3) "It will increase the number of child or immigrant prostitutes." Some people seem to think that legalisation will send out the message "It's OK to have sex with anyone". I've never understood this. With registration of prostitutes, surely age and immigration checks would become easier? The problem of child prostitution could be segregated from the adult prostitution issue and targeted by police.

So these are my views. I hope it is clear I am not looking to make judgements of any form on the sex industry or anyone involved in it. I am simply looking at things from a practical and political preservative. I would be interested to hear what others think.

1 comment:

fall said...

IMO, yes.

1. Ensure workers benefit and fair compensation.
2. Become a regulate industry with standard and up-heldable rules.
3. Help educate future-to-be girls who might look into this path (not to lure them in, but forewarn them what they will face).
You do not beat disease by saying it's because of evil spirit, you show how to prevent and what are the consequences.
4. Reduce sex relate crime (given an outlet, people should be punish heavier on sex crime).
5. Legit city planning. Able to label as red light district and prevent children from having to see place like this everyday on way to and from school.

I would also rebute some of the basic arguement against legalizing.

1. Immorality. If a person can uphold their own morality, I see no point in having the place would make the difference. Or else, we would have outlawed alcohol and cigarette by now.
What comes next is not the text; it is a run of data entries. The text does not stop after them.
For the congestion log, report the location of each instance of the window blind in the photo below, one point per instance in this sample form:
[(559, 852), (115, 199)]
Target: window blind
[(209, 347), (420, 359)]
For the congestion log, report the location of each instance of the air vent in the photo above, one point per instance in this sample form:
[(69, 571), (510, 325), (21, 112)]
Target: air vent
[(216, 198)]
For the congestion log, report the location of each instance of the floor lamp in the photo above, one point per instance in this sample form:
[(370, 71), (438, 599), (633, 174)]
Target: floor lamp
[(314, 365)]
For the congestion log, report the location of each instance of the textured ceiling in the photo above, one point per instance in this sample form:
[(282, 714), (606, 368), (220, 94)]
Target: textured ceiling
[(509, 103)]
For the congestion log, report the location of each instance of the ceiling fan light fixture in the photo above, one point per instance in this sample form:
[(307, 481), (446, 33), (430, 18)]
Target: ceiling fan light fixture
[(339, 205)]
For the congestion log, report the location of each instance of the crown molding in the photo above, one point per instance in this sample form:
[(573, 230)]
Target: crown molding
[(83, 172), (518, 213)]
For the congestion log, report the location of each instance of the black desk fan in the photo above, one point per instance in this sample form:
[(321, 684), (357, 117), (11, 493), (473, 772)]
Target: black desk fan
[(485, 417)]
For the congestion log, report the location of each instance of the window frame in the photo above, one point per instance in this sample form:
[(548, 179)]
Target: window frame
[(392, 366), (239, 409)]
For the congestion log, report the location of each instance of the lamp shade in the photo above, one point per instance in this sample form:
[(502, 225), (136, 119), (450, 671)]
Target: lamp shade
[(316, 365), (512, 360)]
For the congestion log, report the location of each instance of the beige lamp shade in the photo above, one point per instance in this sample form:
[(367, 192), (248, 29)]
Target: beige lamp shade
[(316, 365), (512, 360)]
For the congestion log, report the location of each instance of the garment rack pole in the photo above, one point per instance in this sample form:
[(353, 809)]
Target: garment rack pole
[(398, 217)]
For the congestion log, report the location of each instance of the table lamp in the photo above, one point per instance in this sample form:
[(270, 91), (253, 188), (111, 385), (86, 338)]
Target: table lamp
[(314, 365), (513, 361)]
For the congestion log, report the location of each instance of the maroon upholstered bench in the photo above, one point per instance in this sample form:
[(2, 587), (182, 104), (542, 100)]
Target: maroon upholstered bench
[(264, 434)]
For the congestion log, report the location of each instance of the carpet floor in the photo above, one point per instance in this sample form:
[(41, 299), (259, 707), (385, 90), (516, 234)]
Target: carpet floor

2. Increase demand. Not necessary, dont see people would "exercise" more than they can. Part of the fun is the basic psychological thrill in knowing the place should not be here and doing what should not be done. So if it is mundane and still being look down upon, chance are increase in new customer might not be as much as current.

Not that it would be free competition business, but a very strictly regulate one. With maximum benefit to workers and minimum risk to customer.